Michele Bratcher Goodwin is a Chancellor’s Professor at the University of California, Irvine and founding director of the Center for Biotechnology and Global Health Policy. She is the recipient of the 2020-21 Distinguished Senior Faculty Award for Research, the highest honor bestowed by the University of California. She is also the first law professor at the University of California, Irvine to receive this award. She is an elected member of the American Law Institute as well as an elected Fellow of the American Bar Foundation and the Hastings Center (the organization central to the founding of bioethics). She is an American Law Institute Adviser for the Restatement Third of Torts: Remedies.

Professor Goodwin’s constitutional law scholarship appears in or is forthcoming in the Harvard Law Review, California Law ReviewChicago Law Review, Cornell Law Review,  Michigan Law Review, New York University Law Review,  Northwestern Law Review,  University of Pennsylvania Law Review, and Yale Law Journal, among others.  This dossier addresses legal questions related to freedom of speech; religious exercise; equal protection; due process; race and sex discrimination; reproductive rights; slavery; and LGBTQ equality. Her scholarship has been referenced by national media, legislators, and civil society organizations. Professor Goodwin is also a sought after public commentator and has been featured in print, radio, and television news.

Professor Michael J. Klarman is the Charles Warren Professor of Legal History at Harvard Law School, where he joined the faculty in 2008.  He received his BA and MA (political theory) from the University of Pennsylvania in 1980, his JD from Stanford Law School in 1983, and his DPhil. in legal history from the University of Oxford (1988), where he was a Marshall Scholar.  After law school, Professor Klarman clerked for the Honorable Ruth Bader Ginsburg on the United States Court of Appeals for the D.C. Circuit (1983-84).  He joined the faculty at the University of Virginia School of Law in 1987 and served there until 2008 as the James Monroe Distinguished Professor of Law and Professor of History. 

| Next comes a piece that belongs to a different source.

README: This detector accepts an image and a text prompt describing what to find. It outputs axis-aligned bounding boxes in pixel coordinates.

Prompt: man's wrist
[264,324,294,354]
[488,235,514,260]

Klarman’s first book, From Jim Crow to Civil Rights: The Supreme Court and the Struggle for Racial Equality, was published by Oxford University Press in 2004 and received the 2005 Bancroft Prize in History.  He published two books in 2007, also with Oxford University Press: Brown v. Board of Education and the Civil Rights Movement and Unfinished Business: Racial Equality in American History, which is part of Oxford’s Inalienable Rights series.  In 2012, he published From the Closet to the Altar: Courts, Backlash, and the Struggle for Same-Sex Marriage. In 2016, Oxford University Press published his comprehensive history of the Founding, The Framers’ Coup: The Making of the US Constitution, which was a finalist for both the George Washington Book Prize and the American Bar Association’s Silver Gavel Award.  In 2020, he authored the Harvard Law Review Foreword on “The Degradation of American Democracy—and the Court.”